Die politischen, militärischen und geheimdienstlichen Netzwerke beeinflussen darüber hinaus die Informationsflüsse ebenso wie die politische und öffentliche Meinungsbildung in erheblichem Maße. „So sind in den großen PR-Agenturen der USA, insbesondere unter dem Führungspersonal, ehemalige Kongressabgeordnete, Senatoren, Mitarbeiter der US-Administration und der Geheimdienste oder andere ehemalige öffentliche Funktionsträger, aber auch frühere Führungskräfte aus der Wirtschaft überproportional repräsentiert … Umgekehrt rekrutieren sich die politischen Eliten und ihre Berater oft aus dem Umfeld von PR-Agenturen“ (ebd., 21).
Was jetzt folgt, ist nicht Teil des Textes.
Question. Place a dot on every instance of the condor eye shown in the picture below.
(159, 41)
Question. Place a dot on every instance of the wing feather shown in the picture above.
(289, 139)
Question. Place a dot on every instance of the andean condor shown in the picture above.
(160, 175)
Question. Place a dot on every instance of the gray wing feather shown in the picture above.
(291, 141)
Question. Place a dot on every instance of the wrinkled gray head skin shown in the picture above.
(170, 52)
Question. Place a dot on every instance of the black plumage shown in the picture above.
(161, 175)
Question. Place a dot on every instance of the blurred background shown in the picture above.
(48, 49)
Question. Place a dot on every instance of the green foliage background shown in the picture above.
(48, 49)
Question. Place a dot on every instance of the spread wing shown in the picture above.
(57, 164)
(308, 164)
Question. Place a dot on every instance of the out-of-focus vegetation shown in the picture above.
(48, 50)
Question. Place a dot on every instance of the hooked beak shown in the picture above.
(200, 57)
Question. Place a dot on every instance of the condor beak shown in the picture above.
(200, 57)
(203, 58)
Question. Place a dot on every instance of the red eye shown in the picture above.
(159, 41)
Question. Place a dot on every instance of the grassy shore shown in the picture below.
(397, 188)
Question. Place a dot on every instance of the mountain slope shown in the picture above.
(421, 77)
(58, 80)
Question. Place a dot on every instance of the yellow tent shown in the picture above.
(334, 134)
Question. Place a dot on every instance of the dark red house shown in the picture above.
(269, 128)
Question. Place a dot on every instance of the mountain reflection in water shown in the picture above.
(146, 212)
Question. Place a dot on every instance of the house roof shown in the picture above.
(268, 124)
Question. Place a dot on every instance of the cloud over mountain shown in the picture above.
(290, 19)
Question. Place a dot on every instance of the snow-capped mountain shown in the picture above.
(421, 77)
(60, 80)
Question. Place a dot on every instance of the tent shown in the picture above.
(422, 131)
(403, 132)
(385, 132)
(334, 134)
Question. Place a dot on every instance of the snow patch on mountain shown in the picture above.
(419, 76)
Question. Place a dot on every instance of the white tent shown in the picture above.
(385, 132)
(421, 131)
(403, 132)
Diese ineinander verflochtenen und aufeinander bezogenen inneramerikanischen und innereuropäischen Machtstrukturen und Netzwerke haben sich nach dem Ende des „Kalten Krieges“ globalisiert und verschiedene Organisationsformen, wie etwa Joint Ventures, strategische Allianzen oder Franchise-Systeme, angenommen. „Im Bereich der internationalen Werbe-, PR-, Consulting- und Marketingagenturen dominiert jedoch die Form der (Finanz-)Holding, die über die Einrichtung von Niederlassungen, Gründung von Tochterunternehmen, über Beteiligungen, Übernahmen oder feste Kooperationen ein weltweites Agentur-Netzwerk aufbaut“ (ebd., 22).

Kurzum: Man kann von einem globalisierten, gigantischen medialen Netzwerk sprechen, die von den US-amerikanischen, angelsächsischen und den USA nahstehenden, weltweit vernetzten Macht- und Finanzstrukturen gesteuert und bei Bedarf zwecks Informationskriegsführung und/oder Kriegspropaganda jederzeit aktiviert und immer wieder reaktiviert werden (können).

Und so verbleiben wir stets in den Niederungen medial verzerrter Realität und wühlen nervös im medialen Abfall der uns aufgetragenen und aufgezwungenen Scheinwirklichkeit und dem ist meistens kein Entrinnen mehr.

Anmerkungen

1. Zitiert nach „Kritik an deutscher Zurückhaltung“, Handelsblatt, 18. August 2026, 6 f.
2. Handelsblatt (wie Anm. 1), 7.
3. Handelsblatt (wie Anm. 2).
4. Becker, J./Beham, M., Operation Balkan: Werbung für Krieg und Tod. Baden-Baden 2006, 16.